Reports of a young Canadian who discovered an ancient Mayan city have been dismissed by experts in the matter.

A 15-year-old from Saint-Jean-de-Matha, William Gadoury, hypothesized that Mayans might have built their cities according to the lining of major constellations. The report was part of a school project.

Lost Mayan City dismissed by experts
In Classic Mayan times, the area was cleared of trees. But now they are full of towns pretty much close to each other. Image Credit: News Week

Once he started investigating this theory, he discovered that lots of cities appeared to be lined up with bright stars. But one major constellation seemed to be missing a settlement. With the help of the Canadian Space Agency, the young man was able to see over the remote area through a satellite and spotted what appeared to be a man-made structure.

According to Ed Kurjack, a well known archeologist, in Classic Maya times the area was cleared of trees. And instead, they were full of towns that were close to each other. So it’s not likely to find anything of archeological interest in that area, explained Susan Milbrath. Milbrath is a curator at the Florida Museum of Natural History, according to Wired.

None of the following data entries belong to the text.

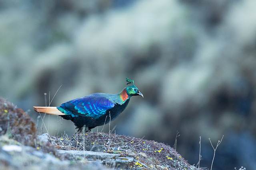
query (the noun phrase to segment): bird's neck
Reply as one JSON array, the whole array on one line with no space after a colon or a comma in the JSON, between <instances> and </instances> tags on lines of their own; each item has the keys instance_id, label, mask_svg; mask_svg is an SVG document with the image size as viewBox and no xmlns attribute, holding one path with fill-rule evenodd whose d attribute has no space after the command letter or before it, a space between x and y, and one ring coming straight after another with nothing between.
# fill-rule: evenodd
<instances>
[{"instance_id":1,"label":"bird's neck","mask_svg":"<svg viewBox=\"0 0 256 170\"><path fill-rule=\"evenodd\" d=\"M119 96L120 96L120 97L123 101L123 103L124 103L127 99L130 98L130 96L127 93L126 88L124 88L123 89L122 92L119 93Z\"/></svg>"}]
</instances>

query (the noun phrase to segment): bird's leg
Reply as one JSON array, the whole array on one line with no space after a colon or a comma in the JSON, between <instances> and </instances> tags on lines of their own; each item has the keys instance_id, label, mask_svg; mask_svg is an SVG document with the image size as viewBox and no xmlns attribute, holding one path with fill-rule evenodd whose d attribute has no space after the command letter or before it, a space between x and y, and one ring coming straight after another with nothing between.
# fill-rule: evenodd
<instances>
[{"instance_id":1,"label":"bird's leg","mask_svg":"<svg viewBox=\"0 0 256 170\"><path fill-rule=\"evenodd\" d=\"M80 134L84 134L85 132L87 132L88 131L88 127L77 127L78 129L77 131L78 133Z\"/></svg>"}]
</instances>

It’s unclear which stars the Mayans clustered together into constellations, so it’s complicated to establish a relationship between modern star chart and Mayan city planning.

Regarding the man-made structure spotted by a sensing specialist and a Canadian Space Agency scientist, specialist say that it might be a recently abandoned field.

An expert say that in the area pictured by the satellite is not an important archeological site

Archaeologist Geoffrey E. Braswell from the University of California at San Diego he and his colleagues have visited before the areas in questions for research. The statement was made through an email.

“One image shows two rectangular features on the southeast edge of a dried seasonal lagoon.  This is the Laguna El Civalón in southeast Campeche, Mexico, located at 17o 56’ 42” N by 90o 10’ 0” N.  The two rectangular features identified as pyramids are small fields filled with weeds. The fields may be fallow or may be active marijuana fields, which are common in the area. There is no important archaeological site there,” Geoffrey elaborated.

In the second image,  a small seasonally dried patch of swamp can be seen about 500m north of the Laguna El Manguito, also known as San Felipe.  The image is of 17o 53’ 44” N by 90o 6’ 35” W.  Even though when there are no ancient pyramids, there is a very interesting colonial archaeological site nearby.